Sony’s motion picture production unit generated sales of about 182 billion yen ($1.5 billion) in the three months ended September, according to data compiled by Bloomberg
“There will be diminishing value for Sony Pictures’ leaked films, especially for Annie,” said Damian Thong, a Tokyo-based analyst at Macquarie Group Ltd., who has an outperform rating on the stock. “In the worst case scenario, if people do not go to theaters to watch these movies and do not purchase DVDs, there will be 25 billion yen estimated loss.”
Sony Pictures has been pressing ahead with business as much as possible, the person familiar with the matter said. The studio scheduled a Dec. 4 announcement of the cast and start of filming for the 24th James Bond film. Sony is producing the picture, set for a November 2015 release, with Metro-Goldwyn-Mayer Studios.
North Korea may have had a hand in the attack, according to two people with the knowledge of the investigation.
The malware contained Korean language code, and other aspects of the breach bear important similarities to attacks that wiped out the computers of South Korean banks and broadcasters in March 2013, said the people, who weren’t authorized to speak publicly and asked not to be identified.

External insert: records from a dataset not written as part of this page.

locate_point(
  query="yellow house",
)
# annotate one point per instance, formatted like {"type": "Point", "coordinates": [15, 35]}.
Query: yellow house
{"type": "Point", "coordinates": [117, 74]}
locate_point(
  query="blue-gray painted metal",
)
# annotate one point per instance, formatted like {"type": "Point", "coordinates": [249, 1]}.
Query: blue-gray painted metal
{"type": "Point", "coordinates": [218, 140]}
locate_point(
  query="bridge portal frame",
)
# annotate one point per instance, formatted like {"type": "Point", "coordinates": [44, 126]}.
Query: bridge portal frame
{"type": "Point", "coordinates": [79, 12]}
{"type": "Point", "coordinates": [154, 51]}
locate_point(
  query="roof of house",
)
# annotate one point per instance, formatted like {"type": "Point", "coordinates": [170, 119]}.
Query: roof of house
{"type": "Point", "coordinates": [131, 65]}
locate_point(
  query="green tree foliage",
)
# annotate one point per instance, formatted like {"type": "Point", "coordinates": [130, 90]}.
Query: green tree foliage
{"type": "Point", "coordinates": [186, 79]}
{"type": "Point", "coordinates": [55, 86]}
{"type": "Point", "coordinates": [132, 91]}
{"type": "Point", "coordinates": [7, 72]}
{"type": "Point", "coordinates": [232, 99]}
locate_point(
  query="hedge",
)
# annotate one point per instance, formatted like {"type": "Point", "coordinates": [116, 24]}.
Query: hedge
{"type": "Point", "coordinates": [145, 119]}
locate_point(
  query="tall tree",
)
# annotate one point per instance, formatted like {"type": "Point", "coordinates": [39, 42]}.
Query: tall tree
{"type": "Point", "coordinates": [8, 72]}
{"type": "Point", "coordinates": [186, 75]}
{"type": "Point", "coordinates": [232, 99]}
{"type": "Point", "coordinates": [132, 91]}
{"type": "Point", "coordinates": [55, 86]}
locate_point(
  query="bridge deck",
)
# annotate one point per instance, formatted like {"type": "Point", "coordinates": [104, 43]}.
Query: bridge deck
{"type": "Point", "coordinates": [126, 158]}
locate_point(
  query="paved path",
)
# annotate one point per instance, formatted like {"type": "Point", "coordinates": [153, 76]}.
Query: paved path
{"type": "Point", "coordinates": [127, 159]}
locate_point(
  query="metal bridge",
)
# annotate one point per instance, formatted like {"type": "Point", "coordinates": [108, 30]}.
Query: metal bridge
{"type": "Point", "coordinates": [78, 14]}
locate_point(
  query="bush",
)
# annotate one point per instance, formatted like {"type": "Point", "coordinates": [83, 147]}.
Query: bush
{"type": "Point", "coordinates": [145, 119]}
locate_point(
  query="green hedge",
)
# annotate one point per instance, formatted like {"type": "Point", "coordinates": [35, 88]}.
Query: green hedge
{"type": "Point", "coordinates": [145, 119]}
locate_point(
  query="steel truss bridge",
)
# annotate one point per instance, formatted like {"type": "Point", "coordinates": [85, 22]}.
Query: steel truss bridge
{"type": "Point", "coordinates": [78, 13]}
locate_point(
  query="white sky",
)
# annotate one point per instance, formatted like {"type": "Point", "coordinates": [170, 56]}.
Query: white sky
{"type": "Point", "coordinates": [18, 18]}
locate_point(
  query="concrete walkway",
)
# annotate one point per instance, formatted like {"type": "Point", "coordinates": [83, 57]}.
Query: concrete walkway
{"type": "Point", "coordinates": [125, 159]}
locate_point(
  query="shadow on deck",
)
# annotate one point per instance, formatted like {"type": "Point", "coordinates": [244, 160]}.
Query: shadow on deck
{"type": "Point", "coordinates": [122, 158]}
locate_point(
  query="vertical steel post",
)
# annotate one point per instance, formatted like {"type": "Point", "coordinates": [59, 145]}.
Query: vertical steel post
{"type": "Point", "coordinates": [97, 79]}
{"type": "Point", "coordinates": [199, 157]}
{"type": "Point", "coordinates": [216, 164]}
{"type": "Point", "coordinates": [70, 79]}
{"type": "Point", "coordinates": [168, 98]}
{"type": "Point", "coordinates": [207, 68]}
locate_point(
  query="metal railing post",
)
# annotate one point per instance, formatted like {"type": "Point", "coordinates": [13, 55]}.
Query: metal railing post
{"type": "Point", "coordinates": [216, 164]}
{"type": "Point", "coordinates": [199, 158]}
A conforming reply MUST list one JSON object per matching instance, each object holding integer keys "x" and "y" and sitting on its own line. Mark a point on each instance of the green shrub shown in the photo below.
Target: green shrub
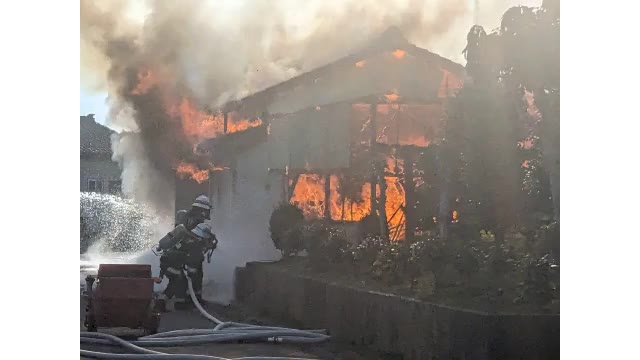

The FBI sent a flash alert to U.S. companies about the malware on Dec. 1, mentioning the use of Korean language, while not linking it directly to the attack on Sony’s entertainment unit. One of the people confirmed the alert refers to malware in the Sony case.
North Korea’s United Nations mission didn’t respond to an e-mailed request for comment.
When asked about the attack, a spokesman for North Korea’s UN mission told the BBC: “The hostile forces are relating everything to the DPRK (North Korea). I kindly advise you to just wait and see.”
In June, North Korea promised to “mercilessly destroy” anyone associated with an action-comedy movie that depicts an attempt to assassinate leader Kim Jong Un.
The breach occurred a month before the scheduled release of “The Interview,” a comedy about a CIA plot to kill the North Korea’s leader.
The Seth Rogen film, due in theaters on Dec. 25, features Rogen and James Franco as TV producers who are recruited by the Central Intelligence Agency to assassinate Kim. Plans for the film drew a rebuke from the country, with a foreign ministry spokesman saying in state media that the release would be an “act of war,” according to the BBC.